La Juventud Anilevich, entonces, es leída aquí en diversas claves: histórica, ideológica, utópica. Desde la creación de Israel en 1948, año en el que también aparece el periódico Nueva Sion -cuyo acompañamiento e historia también se reseñan- hasta los cruciales años 1961-1973 de mayor inserción en la comunidad y las fuertes polémicas entre 1973-1980, en el contexto de lucha de guerrillas y represión genocida locales.
La dificultad de transmitir el espíritu de aquellos años se complica cuando quienes los han vivido como actores son reemplazados por espectadores distantes o comentaristas tardíos, que tal vez puedan definir con mayor precisión histórica la verdadera (o supuesta) influencia que tuvo este tipo de movimientos. Hay dificultad de comunicar a otros una coyuntura que hoy parece idealista, utópica y hasta ingenua: recuperar el ethos, los rasgos y modos de comportamiento que definían la identidad en los años ’60 del siglo pasado.
Se trató, simplemente, de asaltar los cielos de la utopía. Una misión que parecía posible al grupo de jóvenes que intentó esa aventura.
Un integrante del grupo de argentinos llegados al kibutz, un año después de vivir allí, conversa en su imperfecto hebreo con un joven de origen iraquí, obrero asalariado de la ciudad cercana, que trabaja en la fábrica junto a él. El israelí no puede entender la presencia de un muchacho llegado desde el otro lado del mundo -¡que poseía un buen trabajo, heladera y televisor!- para establecerse en una comuna cercana a la frontera siria. Pregunta, con la típica franqueza de su país:
-¿Má pitóm bata hartza? (¿Por qué diablos viniste a Israel?).
El nuevo inmigrante contesta, rápido de reflejos:
-Anu banu hartza kedei libnot u lehitbanot (“Nosotros llegamos a Israel para construir y reconstruirnos”, letra de una canción del movimiento jalutziano).
Más allá de la soberbia característica -un argentino que pretende explicar el sionismo a un nativo del lugar que ya pasó allí dos guerras-, tal vez convenga recuperar el sentido de esa respuesta. Se trataba de un doble desafío personal: construir (un Estado Judío después de veinte siglos) y reconstruirse (como persona nueva, rompiendo el molde de la diáspora).

Balance y transmisión
¿Cómo funciona nuestra memoria individual y colectiva sobre estos fragmentos de historias personales? ¿Cambiamos nuestra comunidad y el mundo? ¿Algo realmente se modificó?
Muchos compañeros quedaron viviendo en Israel, la mayoría de ellos en la ciudad. Otros se establecieron en distintos puntos del planeta, volvieron a la Argentina, se enorgullecen del proyecto o decidieron olvidarlo, lo que da lugar a diversas posiciones: olvido, renegación, congelamiento en el pasado, pecados de juventud, misión cumplida, exigencias desmedidas a adolescentes en un momento en que no podían decidir esos compromisos vitales…
Todo este panorama se presenta en la última parte del volumen, donde estas variantes se despliegan en testimonios personales de quienes participaron en las distintas etapas de la Juventud Anilevich.

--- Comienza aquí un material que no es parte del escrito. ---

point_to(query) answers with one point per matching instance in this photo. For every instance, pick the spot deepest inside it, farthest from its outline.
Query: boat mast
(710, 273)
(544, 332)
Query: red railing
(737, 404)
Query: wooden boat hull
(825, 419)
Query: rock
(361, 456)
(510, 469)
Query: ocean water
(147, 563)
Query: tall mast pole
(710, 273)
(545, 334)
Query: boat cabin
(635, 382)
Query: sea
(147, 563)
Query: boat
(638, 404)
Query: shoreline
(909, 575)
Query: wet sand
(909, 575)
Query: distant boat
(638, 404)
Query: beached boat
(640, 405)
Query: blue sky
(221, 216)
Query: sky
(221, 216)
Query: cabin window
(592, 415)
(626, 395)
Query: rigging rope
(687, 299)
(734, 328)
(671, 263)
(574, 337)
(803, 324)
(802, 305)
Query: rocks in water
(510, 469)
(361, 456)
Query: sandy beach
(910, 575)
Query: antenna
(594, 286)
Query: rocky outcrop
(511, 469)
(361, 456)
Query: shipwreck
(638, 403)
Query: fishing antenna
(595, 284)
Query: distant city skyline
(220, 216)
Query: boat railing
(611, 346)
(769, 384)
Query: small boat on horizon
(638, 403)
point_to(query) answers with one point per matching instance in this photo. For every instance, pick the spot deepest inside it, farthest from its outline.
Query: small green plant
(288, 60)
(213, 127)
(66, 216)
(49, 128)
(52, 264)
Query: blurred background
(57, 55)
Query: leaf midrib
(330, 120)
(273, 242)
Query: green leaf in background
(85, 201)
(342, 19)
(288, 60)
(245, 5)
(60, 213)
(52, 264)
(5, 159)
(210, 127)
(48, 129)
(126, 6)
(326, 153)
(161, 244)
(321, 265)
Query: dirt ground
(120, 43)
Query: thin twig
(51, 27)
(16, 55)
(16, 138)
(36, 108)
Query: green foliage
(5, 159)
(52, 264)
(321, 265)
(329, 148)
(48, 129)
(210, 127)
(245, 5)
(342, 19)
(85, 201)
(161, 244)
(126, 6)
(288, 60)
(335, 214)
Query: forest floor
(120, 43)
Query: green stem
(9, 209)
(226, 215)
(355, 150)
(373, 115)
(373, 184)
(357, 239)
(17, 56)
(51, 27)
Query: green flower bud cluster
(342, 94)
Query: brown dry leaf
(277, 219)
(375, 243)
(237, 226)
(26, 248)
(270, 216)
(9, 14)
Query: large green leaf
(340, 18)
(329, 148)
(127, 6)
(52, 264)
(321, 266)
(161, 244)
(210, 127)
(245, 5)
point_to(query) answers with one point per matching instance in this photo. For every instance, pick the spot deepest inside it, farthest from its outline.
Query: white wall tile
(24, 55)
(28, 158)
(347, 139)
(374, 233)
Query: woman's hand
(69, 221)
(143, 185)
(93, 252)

Ricardo Feierstein junto con Leonardo Senkman y Bernardo Kliksberg durante la presentación del libro.

Ricardo Feierstein junto con Leonardo Senkman y Bernardo Kliksberg durante la presentación del libroEsta laboriosa documentación -escrita por sus protagonistas- se acerca bastante a una síntesis histórica plausible y nos reencuentra con un pasado lejano y cargado de nostalgia. Pero “la melancolía -escribió Sigfrid Kracauer-, como disposición interna, no sólo hace parecer atractivos los objetos elegíacos, sino que acarrea otra consecuencia, más importante: favorece el autodistanciamiento, una premisa de la comprensión crítica”.
Bajo este encuadre, quizá sea posible adherir hoy a las palabras de Albert Camus, al recibir el Premio Nobel de Literatura en 1957, a los 44 años de edad:
“Cada generación se cree destinada a rehacer el mundo. La mía, sin embargo, sabe que no podrá hacerlo. Pero su tarea es quizás mayor. Consiste en impedir que el mundo se deshaga. Heredera de una historia corrompida, en la que se mezclan revoluciones fracasadas, técnicas enloquecidas, dioses muertos, ideologías extenuadas; en la que poderes mediocres, que pueden hoy destruirlo todo, no saben convencer; en que la inteligencia se humilla hasta ponerse al servicio del odio y la opresión-, esa generación ha debido, en sí mismo y alrededor, restaurar, partiendo de amargas inquietudes, un poco de lo que constituye la dignidad de vivir y morir”.

El sueño de una época
“Transformar el mundo” (Marx) y “Cambiar la vida” (Rimbaud) fue la doble consigna de los estudiantes franceses en 1968. Nosotros la asumimos como guía de nuestro ambicioso experimento humano. Era a todo o nada. Ser como el Che Guevara, o un sacerdote, o un kibutznik. Unir palabra y acción. Trabajo físico y trabajo intelectual. Vivir cotidianamente en nuestro cuerpo y nuestra experiencia el “Hombre Nuevo”, eso que proponíamos como sociedad del futuro. Coherencia del alma, digamos.
Éramos los jalutzim, los “pioneros” que iban delante de los otros abriendo el camino. Pedíamos los lugares de mayor riesgo y los trabajos más duros, moldeábamos nuestro espíritu para ser ejemplo y bandera. Contábamos que la voz de mando de los oficiales del Ejército israelí, entre los cuales la “crema” pertenecía a los kibutzim, no era “¡Adelante!” cuando se atacaba una posición enemiga sino “¡Javerim, ajarai!” (“¡Compañeros, detrás de mí!”). Porque ellos avanzaban al frente de su grupo. Lo comparábamos con los ejércitos que nos rodeaban y, codeándonos, comprendíamos la diferencia.
Así fue nuestro sueño. Trabajar la tierra, superar la alienación del ciudadano contemporáneo y construir un “Hombre Nuevo” socialista, solidario y entregado, valiente y generoso, sacando lo mejor que cada uno tenía dentro de sí, ayudándonos entre todos. Hizo emerger el “ángel”, esas parcelas de creatividad que anidan, incluso, entre los más tímidos y simples.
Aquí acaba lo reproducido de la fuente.